The most crucial problem of sports psychology is the conditions affecting the activity of athletes. One of these conditions is the presence of spectators at the stands and their behavior. The fans create a unique psychological background for the competition. From the perspective of sports psychology, they (even within the bounds of ethical standards) affect the athlete’s condition: either a positive or negative emotional background for the game is formed.

The presence of spectators who support the athletes or the rivals and their attitude to what is happening can significantly impact the performance. The lack of fans in the stands affects athletes’ performance: even though they experience less performance anxiety, they are also devoid of the encouragement that fans normally provide.

Spectators differ from each other in their reactions, and the athlete may or may not be interested in what they think about the performance. However, diverse audiences shape the athlete’s emotions differently, which specifically affects the results (Epting et al., 2011). Fans can be classified depending on their attitude towards the athlete and their explicit reactions, plus the psychological closeness between them and the athlete.

Accordingly, home-field advantage, which implies the presence of viewers, consisting of people whom athlete perceives as significant, usually provide a positive effect on the athlete sports skills; with the COVID-19-related restricting of their presence, this source of inspirations is declared as “effectively gone” (Skrbina, 2020). Accordingly, for team-guest, this factor might somehow level the playing field.

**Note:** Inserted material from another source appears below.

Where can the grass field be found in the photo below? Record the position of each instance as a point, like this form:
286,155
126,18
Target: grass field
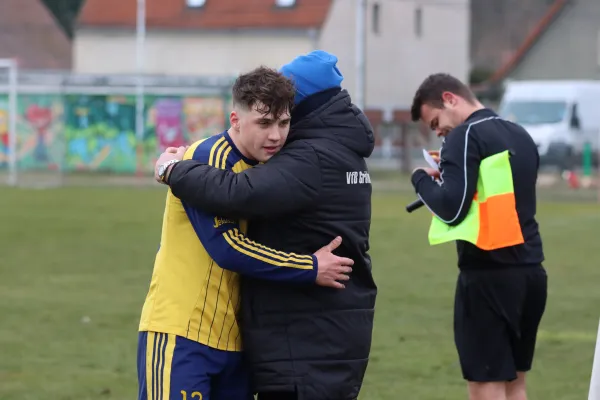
75,266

At the same time, the reaction to the absence of fans depends on the athletes’ mental toughness. For some, the empty stands might deteriorate the psychological background as they feel a lack of “social facilitation” (Wharton, 2020). Simultaneously, other players might not be encouraged but rather annoyed, distracted, and discouraged by the public’s reactions. It means that any type of fans can hugely alter the performance of an athlete. There is a distinction between the so-called effect of spectators’ presence and the influence exerted by another person when one is not only present but also performs similar work as the subject whose activity is being evaluated. Typically, the performance of a highly trained subject is disrupted when one is observed rather than when not: the athletes with this issue admit “feeling nervous” because of “all these eyes” that look at them (Wharton, 2020). Consequently, some observers’ presence can increase the subject’s activation and disrupt their activity when they perform complex or newly mastered tasks, but facilitate their well-mastered actions.

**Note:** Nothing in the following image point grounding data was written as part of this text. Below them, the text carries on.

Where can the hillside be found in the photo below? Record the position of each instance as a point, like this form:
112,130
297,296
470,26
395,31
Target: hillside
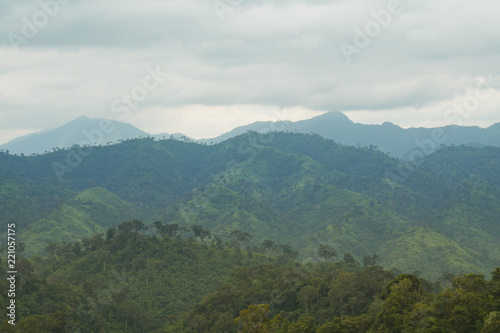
129,281
295,189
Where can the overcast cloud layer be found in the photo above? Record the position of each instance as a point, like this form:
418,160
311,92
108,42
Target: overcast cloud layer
220,64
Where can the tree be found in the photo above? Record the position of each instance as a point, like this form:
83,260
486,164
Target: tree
139,225
255,319
401,296
268,245
369,260
308,294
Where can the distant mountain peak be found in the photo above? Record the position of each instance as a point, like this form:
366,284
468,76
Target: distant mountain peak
77,131
334,115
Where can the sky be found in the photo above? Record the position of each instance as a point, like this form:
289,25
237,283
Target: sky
203,67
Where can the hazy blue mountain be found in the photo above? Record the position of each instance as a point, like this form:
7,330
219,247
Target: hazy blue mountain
387,137
82,131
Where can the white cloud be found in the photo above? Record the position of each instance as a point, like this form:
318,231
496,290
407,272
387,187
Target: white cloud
267,54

Undoubtedly, the resume of the sports championships and leagues that were stopped because of the pandemic has altered the perceptions about fans’ presence at the stands. Their substitution with big screens in some facilities makes the players feel like in the video game that actually serves rather as a distraction then as help. In general, there is no uniform answer whether empty stands impose a positive effect or rather an adverse one, as this depends on the mental state of each separate athlete. Still, it is useful to specifically prepare less experienced athletes for possible changes in their performance regarding the absence of contact with spectators. It might be more comfortable for hockey players to perform passes and shots on goal, but they will feel less power during contact with an opponent, as the motivation that comes from the cheering crowd will not be present.

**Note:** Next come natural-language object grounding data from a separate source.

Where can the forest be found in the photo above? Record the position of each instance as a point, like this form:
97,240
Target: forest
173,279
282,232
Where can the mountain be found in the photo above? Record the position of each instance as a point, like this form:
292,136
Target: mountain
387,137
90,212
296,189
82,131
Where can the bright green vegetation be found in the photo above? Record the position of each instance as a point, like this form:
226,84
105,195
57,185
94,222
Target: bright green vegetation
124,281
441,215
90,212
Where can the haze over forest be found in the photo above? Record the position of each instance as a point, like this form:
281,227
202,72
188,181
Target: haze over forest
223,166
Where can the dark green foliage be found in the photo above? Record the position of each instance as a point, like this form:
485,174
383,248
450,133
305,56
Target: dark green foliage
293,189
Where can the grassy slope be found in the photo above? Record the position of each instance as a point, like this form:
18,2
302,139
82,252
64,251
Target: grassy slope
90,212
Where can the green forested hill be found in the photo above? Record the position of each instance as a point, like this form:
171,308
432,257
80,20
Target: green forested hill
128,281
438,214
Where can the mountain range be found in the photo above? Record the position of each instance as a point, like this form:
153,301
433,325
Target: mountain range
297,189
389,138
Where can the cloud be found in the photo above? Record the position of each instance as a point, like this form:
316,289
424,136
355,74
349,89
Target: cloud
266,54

Epting, L. K., Riggs, K. N., Knowles, J. D., & Hanky, J. J. (2011). Cheers vs. jeers: Effects of audience feedback on individual athletic performance. North American Journal of Psychology, vol.13, no.2, pp. 299-312.
Skrbina, Paul. (2020). “Mind games? How will playing in front of no fans affect professional athletes, should sports return.” Tennessean.
Wharton, David. (2020). “No adrenaline buzz? No more choking? How no fans in the stands affects athletes.” Los Angeles Times.